The stock market is up more than 300 points this morning after President Donald Trump made new comments on trade and the U.S. economy.

The Dow Jones Industrial Average jumped 312 points, or 1.21%, at market open on Monday. The S&P 500 rose 1.2%, or 35 points, while the Nasdaq Composite gained 1.5%, or nearly 120 points.

In an interview with reporters on Sunday, Trump soft-pedaled fears of an economic slowdown despite signs of a recession that had markets recoiling last week to record one of their worst days of the year. (The Dow plunged 800 points, or 3.05%, on Wednesday.) Wall Street recovered some of its losses at the end of the week following solid retail sales figures and retail giant Walmart’s stellar earnings results.

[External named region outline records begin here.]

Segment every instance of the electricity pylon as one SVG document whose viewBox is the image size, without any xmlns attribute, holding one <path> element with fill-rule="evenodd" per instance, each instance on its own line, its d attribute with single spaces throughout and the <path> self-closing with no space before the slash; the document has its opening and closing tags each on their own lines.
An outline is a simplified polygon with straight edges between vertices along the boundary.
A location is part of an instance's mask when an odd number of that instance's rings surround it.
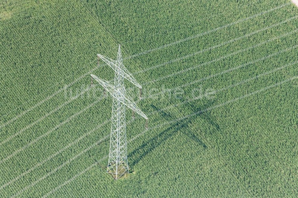
<svg viewBox="0 0 298 198">
<path fill-rule="evenodd" d="M 91 86 L 94 79 L 113 97 L 110 153 L 107 172 L 111 174 L 117 180 L 123 175 L 129 173 L 127 161 L 125 106 L 133 110 L 133 116 L 135 111 L 146 119 L 146 129 L 148 128 L 148 118 L 125 89 L 124 78 L 139 88 L 140 92 L 142 87 L 123 65 L 120 45 L 116 61 L 100 54 L 97 56 L 115 71 L 114 84 L 93 74 L 91 75 Z"/>
</svg>

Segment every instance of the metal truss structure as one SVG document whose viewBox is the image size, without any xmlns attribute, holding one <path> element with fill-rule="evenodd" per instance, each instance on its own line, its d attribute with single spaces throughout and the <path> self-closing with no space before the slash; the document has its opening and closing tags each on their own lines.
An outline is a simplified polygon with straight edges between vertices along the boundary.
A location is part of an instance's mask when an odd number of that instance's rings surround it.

Reiterating his point in a tweet posted yesterday, Trump called the U.S. economy “the best in the world, by far” — pointing to the half-century-low unemployment rate of 3.7% and continued rhetoric that China is footing the bill for tariffs slapped on U.S. imports.

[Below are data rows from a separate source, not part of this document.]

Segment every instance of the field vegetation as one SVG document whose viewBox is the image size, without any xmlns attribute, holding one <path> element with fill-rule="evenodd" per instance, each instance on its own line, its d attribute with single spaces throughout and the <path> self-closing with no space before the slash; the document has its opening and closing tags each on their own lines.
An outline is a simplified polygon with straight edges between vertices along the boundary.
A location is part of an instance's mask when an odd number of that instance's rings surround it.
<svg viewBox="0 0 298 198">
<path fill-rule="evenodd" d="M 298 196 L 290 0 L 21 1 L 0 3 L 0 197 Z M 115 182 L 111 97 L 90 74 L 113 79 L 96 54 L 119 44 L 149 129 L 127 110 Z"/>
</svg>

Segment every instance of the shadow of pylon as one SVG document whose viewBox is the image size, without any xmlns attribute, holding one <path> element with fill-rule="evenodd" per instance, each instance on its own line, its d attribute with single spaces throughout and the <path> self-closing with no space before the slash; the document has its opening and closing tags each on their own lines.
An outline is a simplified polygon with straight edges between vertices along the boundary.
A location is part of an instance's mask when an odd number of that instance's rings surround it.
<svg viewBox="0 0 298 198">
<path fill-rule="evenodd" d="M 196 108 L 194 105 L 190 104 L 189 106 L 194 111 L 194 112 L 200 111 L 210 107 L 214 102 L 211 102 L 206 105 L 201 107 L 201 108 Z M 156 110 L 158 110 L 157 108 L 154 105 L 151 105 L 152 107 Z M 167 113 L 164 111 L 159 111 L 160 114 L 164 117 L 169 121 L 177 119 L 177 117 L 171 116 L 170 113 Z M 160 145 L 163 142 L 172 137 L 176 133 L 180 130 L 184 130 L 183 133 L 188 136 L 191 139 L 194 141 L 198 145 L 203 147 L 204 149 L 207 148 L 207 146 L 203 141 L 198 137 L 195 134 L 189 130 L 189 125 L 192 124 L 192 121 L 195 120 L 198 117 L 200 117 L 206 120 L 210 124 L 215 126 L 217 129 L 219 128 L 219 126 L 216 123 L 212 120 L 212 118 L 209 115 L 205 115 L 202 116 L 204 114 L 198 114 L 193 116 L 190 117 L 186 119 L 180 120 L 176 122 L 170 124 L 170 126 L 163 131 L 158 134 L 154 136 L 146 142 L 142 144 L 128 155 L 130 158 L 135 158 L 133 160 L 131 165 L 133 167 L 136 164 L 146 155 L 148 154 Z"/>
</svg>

He also brought up negotiations between Washington and Beijing, writing on Twitter that the world’s two largest economies were “talking” in an attempt to negotiate a deal that would end their protracted trade war.

Despite easing fears of further escalation, an imminent deal remains unlikely. “If I wanted to make a bad deal and settle on China, the market would go up. But it wouldn’t be the right thing to do,” Trump told reporters on Sunday. “I’m just not ready to make a deal; China would like to make a deal — I’m not ready.”

On Tuesday, the U.S. Trade Representative announced that it would postpone the 10% duty on some of the $300 billion worth of Chinese imports, such as mobile phones, laptops and toys as well as unspecified items of footwear and apparel, based on “health, safety, national security and other factors.” (The fourth tranche of tariffs has thus been split, with one set impacted with the additional duty on Sept. 1 and another on Dec. 15.)

It marked the latest development in the U.S.-China trade war, which has already seen the U.S. slap tariffs on $250 billion in Chinese goods. In response, China has retaliated with levies on $110 billion of American products.